Medical researchers and health care providers must consider moral as well as legal questions on data use, says bioethics body

In a new report on the collection, linking and use of data in biomedical research and health care (225-page / 2MB PDF), the Nuffield Council on Bioethics (NCoB) said organisations wishing to use health data must address moral questions as well as legal issues before proceeding with their data initiatives.
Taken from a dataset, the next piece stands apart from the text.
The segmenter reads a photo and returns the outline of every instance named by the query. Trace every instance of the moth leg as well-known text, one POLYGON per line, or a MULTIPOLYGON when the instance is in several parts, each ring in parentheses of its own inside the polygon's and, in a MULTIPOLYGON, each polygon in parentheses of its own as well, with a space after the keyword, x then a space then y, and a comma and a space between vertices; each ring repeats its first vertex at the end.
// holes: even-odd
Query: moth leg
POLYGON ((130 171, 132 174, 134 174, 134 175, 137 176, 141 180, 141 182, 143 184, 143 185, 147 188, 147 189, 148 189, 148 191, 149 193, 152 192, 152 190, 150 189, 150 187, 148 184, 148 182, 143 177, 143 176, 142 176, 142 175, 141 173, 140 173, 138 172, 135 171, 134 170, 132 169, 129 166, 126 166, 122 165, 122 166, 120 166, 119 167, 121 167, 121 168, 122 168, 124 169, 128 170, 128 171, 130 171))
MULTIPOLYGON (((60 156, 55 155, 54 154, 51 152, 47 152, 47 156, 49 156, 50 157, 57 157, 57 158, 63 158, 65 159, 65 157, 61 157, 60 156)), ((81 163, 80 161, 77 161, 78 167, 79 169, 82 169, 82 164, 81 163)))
Its report comes as there is an increasing digitisation of data and availability of 'big data' analytics and technologies that can help medical researchers and health care providers gain useful insights into the effectiveness of treatments and members of the public at particular risk from certain diseases, for example. Its publication also comes after privacy issues delayed NHS England's 'care.data' scheme, and as a major UK genome data project gathers pace.

"Consent provides a mechanism to make controlled exceptions to an existing privacy norm for specific purposes (for example, to permit a medical diagnosis or referral) without abolishing the underlying norm," the NCoB said in its report. "However, consent does not itself ensure that all of the interests of the person giving consent are protected nor does it set aside the moral duty of care owed to that person by others who are given access to the information. On its own, consent is neither necessary nor sufficient for ethical extensions of data access."

The NCoB said that anonymising personal data and using it to advance medical science or health care was also not, on its own, sufficient to "guarantee" that the use of the data "is morally acceptable". It said there was a need for "effective governance of the use of data", after highlighting the potential clash between the public interest in using health data to further medical research and the sometimes competing public interest in protecting "individual privacy".

To address the issue, the NCoB said the use of data in biomedical research and health care "should be in accordance with a publicly statable set of morally reasonable expectations and subject to appropriate governance".

The NCoB said that stated expectations must recognise "a person’s profound moral interest in controlling others’ access to and disclosure of information relating to them held in circumstances they regard as confidential" as well as their human rights. Expectations on health data use and re-use should only be set following consultation with "people with morally relevant interests" and the governance and accountability procedures put in place for data initiatives should also be "morally justified", it said.

The NCoB said further research is required to better understand the "potential harms" of the misuse of biological and health data, as well as "the benefits of responsible data use". It said all health data research initiatives in the UK should be "mapped" and that the details used to "actively support both prospective and continuing evaluation of the risks or benefits of any policies, standards, or laws governing data used in biomedical research and health care".

Individuals should be notified about any breach of their privacy in a medical research or health care context and there should be better legal protections to stop people 'blagging' health data, the NCoB said. It also called for new criminal penalties to be introduced into UK law to address the deliberate misuse of data.

"The UK government should legislate to introduce criminal penalties, comparable to those applicable for offences under the Computer Misuse Act 1990, for deliberate misuse of data whether or not it results in demonstrable harm to individuals," the NCoB said in its report.

Among its other recommendations, the NCoB called for greater transparency over the use of cloud services by national health bodies, and said those behind each medical research or health care data initiative should be required to issue a "a public statement of expectations about who may be given access to health data and for what purposes".

The NCoB said there should be a review into the "appropriateness" of partnership initiatives between public health bodies and businesses so to make sure that there is "public benefit" from the use of NHS patient records in research projects. It also said researchers, including those based overseas, should not have access to UK health data unless they are "subject to institutional oversight and effective sanction".